Contacté par nos soins, le Front antifasciste liégeois (FAL) a commenté cette habitude de récupération du combat féministe par l’extrême droite: «Avec le 8 mars, leur intention derrière des communications pseudo-sécuritaires est clairement de cibler à nouveau les personnes musulmannes et les personnes migrantes.

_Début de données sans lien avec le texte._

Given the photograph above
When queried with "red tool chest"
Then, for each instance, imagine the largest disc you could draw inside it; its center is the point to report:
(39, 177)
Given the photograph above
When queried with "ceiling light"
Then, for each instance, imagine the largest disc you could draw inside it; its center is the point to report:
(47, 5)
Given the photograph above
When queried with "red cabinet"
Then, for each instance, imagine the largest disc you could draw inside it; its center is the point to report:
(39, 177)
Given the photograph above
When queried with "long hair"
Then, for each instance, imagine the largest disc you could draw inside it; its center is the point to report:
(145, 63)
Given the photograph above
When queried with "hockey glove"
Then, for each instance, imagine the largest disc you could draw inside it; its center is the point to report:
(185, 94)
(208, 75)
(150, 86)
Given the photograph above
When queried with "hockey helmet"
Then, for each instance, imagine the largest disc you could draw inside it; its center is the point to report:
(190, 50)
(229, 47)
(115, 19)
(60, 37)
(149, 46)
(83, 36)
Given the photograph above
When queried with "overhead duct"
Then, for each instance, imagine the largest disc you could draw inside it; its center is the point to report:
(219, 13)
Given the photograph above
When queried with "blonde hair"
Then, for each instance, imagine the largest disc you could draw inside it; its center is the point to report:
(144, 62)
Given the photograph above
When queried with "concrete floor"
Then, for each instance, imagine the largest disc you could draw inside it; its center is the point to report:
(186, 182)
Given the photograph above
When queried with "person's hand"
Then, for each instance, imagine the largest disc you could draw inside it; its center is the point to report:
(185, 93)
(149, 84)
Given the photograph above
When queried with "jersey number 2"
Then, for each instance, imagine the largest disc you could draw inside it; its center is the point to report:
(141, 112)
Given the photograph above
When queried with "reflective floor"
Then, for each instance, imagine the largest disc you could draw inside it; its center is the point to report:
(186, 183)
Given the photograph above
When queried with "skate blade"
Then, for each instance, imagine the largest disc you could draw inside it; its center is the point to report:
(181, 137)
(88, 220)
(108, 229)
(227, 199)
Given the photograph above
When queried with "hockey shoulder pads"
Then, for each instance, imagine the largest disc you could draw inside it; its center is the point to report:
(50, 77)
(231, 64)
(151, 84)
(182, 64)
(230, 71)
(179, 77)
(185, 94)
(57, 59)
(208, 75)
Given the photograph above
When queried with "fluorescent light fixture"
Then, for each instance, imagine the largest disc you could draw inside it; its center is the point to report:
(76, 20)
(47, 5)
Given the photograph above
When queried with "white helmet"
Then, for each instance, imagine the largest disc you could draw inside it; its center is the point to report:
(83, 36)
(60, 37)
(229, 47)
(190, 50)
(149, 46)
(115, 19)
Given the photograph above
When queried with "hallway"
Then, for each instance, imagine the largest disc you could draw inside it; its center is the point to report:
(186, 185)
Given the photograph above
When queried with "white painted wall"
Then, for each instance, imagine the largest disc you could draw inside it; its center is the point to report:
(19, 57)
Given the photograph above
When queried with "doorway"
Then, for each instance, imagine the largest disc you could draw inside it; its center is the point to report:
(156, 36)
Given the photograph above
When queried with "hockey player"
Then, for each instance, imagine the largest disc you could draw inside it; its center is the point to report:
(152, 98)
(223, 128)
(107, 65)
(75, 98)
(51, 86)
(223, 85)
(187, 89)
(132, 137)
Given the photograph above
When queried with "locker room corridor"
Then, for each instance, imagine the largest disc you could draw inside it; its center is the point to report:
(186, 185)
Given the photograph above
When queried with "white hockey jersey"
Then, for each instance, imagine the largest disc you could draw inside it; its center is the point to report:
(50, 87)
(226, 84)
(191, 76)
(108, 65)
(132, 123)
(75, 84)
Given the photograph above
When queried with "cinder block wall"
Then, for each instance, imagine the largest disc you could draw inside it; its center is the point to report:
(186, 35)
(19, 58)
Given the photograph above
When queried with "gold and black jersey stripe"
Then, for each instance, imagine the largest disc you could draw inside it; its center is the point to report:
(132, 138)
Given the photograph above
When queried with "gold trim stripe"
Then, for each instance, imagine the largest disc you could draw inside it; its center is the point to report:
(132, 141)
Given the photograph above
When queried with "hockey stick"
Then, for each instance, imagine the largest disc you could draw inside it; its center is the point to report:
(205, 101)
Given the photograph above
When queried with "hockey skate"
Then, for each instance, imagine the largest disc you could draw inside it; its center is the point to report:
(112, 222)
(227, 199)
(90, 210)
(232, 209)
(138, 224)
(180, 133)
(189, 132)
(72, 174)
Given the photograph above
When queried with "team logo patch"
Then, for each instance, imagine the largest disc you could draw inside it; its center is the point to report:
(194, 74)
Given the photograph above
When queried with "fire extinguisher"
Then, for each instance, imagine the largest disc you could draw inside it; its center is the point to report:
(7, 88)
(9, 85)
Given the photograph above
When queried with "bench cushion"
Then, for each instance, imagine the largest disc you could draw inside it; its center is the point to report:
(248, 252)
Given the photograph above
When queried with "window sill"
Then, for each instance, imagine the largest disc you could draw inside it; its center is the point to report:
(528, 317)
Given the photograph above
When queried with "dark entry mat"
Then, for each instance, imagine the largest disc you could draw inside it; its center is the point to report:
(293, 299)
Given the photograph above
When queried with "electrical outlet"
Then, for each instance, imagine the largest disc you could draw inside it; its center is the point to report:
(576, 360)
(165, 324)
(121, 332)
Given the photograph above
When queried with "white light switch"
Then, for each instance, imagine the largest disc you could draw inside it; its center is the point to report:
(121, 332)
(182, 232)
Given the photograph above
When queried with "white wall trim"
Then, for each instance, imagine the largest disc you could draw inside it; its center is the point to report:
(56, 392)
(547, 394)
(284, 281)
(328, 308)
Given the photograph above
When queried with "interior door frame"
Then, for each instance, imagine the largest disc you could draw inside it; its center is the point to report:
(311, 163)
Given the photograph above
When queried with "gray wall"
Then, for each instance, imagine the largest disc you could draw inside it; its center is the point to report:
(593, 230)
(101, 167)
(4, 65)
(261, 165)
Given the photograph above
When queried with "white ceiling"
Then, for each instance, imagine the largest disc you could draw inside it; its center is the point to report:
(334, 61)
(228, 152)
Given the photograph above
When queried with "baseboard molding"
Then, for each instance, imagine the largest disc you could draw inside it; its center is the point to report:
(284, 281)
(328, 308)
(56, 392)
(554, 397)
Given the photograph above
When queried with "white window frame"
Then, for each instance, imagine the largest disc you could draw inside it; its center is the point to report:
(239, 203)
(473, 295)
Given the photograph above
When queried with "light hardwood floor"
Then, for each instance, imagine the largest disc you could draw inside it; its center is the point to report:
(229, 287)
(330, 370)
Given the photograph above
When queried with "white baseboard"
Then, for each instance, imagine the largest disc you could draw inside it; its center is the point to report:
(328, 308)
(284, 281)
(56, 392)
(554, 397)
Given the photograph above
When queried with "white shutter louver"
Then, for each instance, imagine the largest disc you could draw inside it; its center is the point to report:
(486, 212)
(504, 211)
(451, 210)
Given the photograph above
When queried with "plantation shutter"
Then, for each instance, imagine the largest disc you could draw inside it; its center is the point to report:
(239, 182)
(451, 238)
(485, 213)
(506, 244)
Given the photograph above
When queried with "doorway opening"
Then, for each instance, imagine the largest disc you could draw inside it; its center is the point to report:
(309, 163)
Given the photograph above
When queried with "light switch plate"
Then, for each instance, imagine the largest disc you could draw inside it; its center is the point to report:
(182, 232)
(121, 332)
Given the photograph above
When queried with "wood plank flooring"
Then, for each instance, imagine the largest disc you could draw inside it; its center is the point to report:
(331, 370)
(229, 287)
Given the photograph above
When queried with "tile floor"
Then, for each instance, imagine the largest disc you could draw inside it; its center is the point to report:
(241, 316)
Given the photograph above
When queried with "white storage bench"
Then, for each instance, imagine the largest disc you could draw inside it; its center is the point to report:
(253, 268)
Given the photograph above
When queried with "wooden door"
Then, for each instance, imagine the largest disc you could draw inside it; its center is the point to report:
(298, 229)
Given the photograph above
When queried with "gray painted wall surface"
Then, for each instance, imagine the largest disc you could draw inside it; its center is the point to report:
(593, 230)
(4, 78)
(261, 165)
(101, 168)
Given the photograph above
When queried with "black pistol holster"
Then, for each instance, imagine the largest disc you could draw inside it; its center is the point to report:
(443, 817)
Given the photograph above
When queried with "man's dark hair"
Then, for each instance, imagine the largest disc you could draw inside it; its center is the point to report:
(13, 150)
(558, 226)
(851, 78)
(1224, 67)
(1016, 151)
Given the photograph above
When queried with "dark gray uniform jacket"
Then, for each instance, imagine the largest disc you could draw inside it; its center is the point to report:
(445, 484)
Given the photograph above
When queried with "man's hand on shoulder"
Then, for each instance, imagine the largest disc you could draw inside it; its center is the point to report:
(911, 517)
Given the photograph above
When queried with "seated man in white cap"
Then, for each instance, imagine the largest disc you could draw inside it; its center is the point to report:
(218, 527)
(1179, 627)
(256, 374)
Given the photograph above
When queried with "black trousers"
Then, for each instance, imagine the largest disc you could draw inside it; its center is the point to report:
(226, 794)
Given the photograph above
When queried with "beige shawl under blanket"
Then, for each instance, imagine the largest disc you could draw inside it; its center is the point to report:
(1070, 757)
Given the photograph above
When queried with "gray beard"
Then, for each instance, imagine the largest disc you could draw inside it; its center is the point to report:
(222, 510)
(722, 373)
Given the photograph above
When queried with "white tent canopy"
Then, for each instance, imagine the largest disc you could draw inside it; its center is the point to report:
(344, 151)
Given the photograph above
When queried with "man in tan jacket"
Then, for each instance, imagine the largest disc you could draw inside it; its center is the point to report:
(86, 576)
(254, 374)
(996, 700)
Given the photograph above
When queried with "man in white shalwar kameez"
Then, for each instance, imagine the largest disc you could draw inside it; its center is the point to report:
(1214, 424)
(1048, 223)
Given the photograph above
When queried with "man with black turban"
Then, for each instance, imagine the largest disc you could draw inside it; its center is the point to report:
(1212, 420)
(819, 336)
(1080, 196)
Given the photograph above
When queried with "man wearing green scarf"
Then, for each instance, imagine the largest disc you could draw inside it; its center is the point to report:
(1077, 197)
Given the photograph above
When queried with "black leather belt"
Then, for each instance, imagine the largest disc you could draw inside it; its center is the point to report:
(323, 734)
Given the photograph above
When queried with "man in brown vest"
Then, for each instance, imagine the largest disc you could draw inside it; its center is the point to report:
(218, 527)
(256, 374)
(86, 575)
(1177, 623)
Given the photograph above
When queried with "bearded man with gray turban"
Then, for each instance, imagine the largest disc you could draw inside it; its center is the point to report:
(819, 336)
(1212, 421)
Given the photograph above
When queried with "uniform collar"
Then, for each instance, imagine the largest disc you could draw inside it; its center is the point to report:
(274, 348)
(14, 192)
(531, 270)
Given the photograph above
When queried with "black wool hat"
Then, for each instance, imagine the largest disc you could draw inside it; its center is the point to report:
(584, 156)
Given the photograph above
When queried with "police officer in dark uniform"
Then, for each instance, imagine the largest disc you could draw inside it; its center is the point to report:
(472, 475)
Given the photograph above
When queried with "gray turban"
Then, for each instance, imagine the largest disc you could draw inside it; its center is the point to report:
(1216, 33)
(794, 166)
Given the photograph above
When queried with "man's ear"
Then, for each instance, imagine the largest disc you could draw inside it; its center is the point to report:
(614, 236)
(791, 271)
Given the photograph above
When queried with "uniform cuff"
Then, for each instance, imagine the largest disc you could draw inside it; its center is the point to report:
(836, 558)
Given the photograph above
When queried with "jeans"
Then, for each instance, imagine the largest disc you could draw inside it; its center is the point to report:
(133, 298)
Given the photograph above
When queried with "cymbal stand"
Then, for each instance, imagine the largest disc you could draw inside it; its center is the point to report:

Rien de féministe ici, simplement le retour de leur racisme, déguisé pour surfer sur les mobilisations massives du 8 mars, journée historiquement progressiste et antifasciste.»

Ennemis du féminisme

Le FAL ajoute que les partis d’extrême droite ne sont d’habitude pas si complices de la cause féministe: «Ils ont l'habitude de s'attaquer à "l'idéologie" ou aux "théories" du genre ainsi que de défendre un rejet de l'éducation des jeunes à la vie sexuelle et affective, privilégiant plutôt un renforcement de la famille nucléaire hétéronormée et un contrôle vestimentaire des femmes. C'est clairement une façon de s'opposer à la lutte féministe et à toutes ses revendications et conquêtes jusqu'à présent.»

Bref, pour l’extrême droite, le 8 mars s’apparente plus à une «journée contre l’insécurité subie par les femmes» qu’à une journée réservée à la célébration des droits conquis. Du plus explicite au plus insidieux, les messages sont similaires: les combats féministes menés sur des décennies sont, selon l’extrême droite, menacés par l’immigration et la montée de l’islamisme. L’insécurité n’est pourtant pas le seul combat du féminisme, ce qu’a tenu à rappeler Geoffrey Grandjean: «Si vous protégez les femmes, et bien protégez-les dans les violences qui leur sont faites dans tous les aspects de la vie.»